Endlich mal das tun, was man nicht tun soll und das auch noch erlaubter Weise 😉 Das wünscht sich Paleica von uns. Das Thema der magischen Mottos des Monats Juni ist

Don’t!

Der Begriff beschreibt folgendes: es gibt „Regeln“ und „Ratschläge“, worauf man bei einem „guten“ Foto achten sollte. Ich sage euch: alles Blödsinn! Fotografie ist Kunst und in der Kunst ist alles erlaubt. Darum sucht euch eines dieser „Don’ts“ aus oder schaut euch in eurem Archiv um. Welche Bilder missachten wichtige fotografische Regeln – und sind für euch dennoch gelungene Bilder?

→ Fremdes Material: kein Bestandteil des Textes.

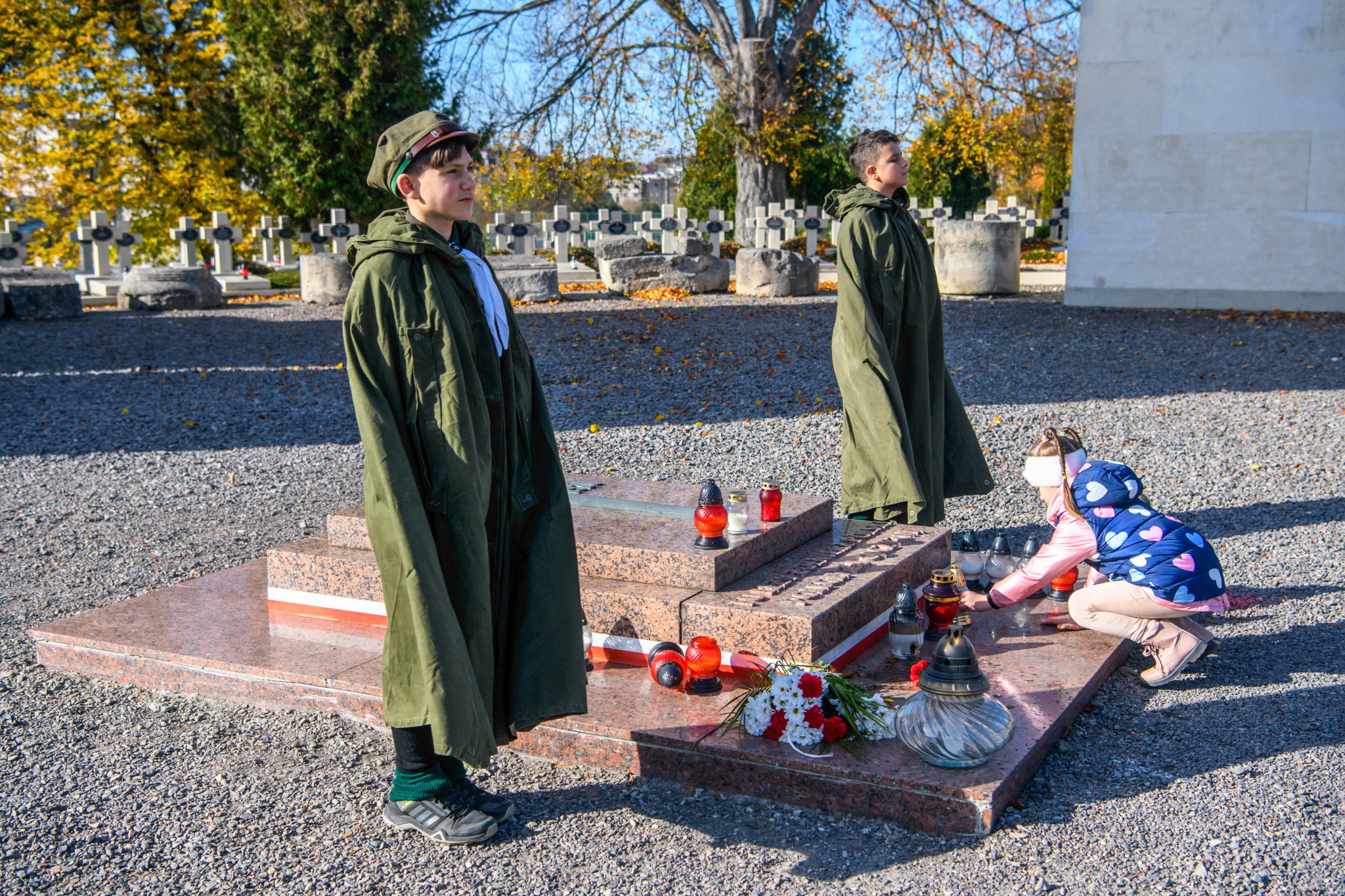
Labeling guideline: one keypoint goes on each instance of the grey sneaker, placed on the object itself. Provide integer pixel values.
(450, 820)
(496, 807)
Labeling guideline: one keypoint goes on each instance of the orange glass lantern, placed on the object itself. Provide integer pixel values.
(703, 661)
(770, 498)
(1063, 586)
(711, 517)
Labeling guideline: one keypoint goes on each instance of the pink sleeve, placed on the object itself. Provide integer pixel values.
(1072, 543)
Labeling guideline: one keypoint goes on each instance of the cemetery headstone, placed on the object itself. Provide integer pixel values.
(716, 228)
(264, 242)
(340, 232)
(38, 293)
(187, 236)
(283, 238)
(977, 257)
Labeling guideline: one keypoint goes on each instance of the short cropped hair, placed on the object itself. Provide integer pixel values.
(866, 147)
(439, 156)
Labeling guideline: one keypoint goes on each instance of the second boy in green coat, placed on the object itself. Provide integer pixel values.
(907, 441)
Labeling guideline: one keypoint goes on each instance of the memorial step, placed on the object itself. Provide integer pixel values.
(658, 550)
(825, 601)
(217, 637)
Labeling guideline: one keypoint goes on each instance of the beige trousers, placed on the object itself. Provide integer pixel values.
(1126, 610)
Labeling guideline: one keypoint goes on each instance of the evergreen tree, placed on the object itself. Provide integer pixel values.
(317, 81)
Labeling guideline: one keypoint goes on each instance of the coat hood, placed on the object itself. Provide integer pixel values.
(843, 202)
(397, 232)
(1106, 484)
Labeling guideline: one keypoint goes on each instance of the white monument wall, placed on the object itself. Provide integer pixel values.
(1210, 155)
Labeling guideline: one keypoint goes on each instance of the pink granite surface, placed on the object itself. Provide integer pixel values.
(634, 547)
(814, 598)
(318, 567)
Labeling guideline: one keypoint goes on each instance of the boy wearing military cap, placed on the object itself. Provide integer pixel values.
(463, 490)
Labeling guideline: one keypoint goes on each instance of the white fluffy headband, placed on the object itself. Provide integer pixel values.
(1044, 472)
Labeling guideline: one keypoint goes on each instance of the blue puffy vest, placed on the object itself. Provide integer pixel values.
(1138, 544)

Wenn wir immer nur das tun, was man tun soll, dann verpassen wir eine Menge! Daher sollten wir die Regeln kennen um aus ihnen auszubrechen und viel öfter das tun, was wir tun wollen. Nicht unbedingt dem nächsten die Vorfahrt an der Kreuzung nehmen – das macht oft Aua – aber fotografisch – was soll denn da passieren? Wenn wir immer wieder das tun, was wir immer schon tun, dann werden wir auch immer die gleichen Ergebnisse erzielen und niemals kreatives Neuland entdecken. Und wenn es den anderen nicht gefällt? Ja, was können wir denn dafür, dass die anderen immer das tun, was sie immer schon getan haben und auch genau das Vorhersehbare und Gewohnte erwarten.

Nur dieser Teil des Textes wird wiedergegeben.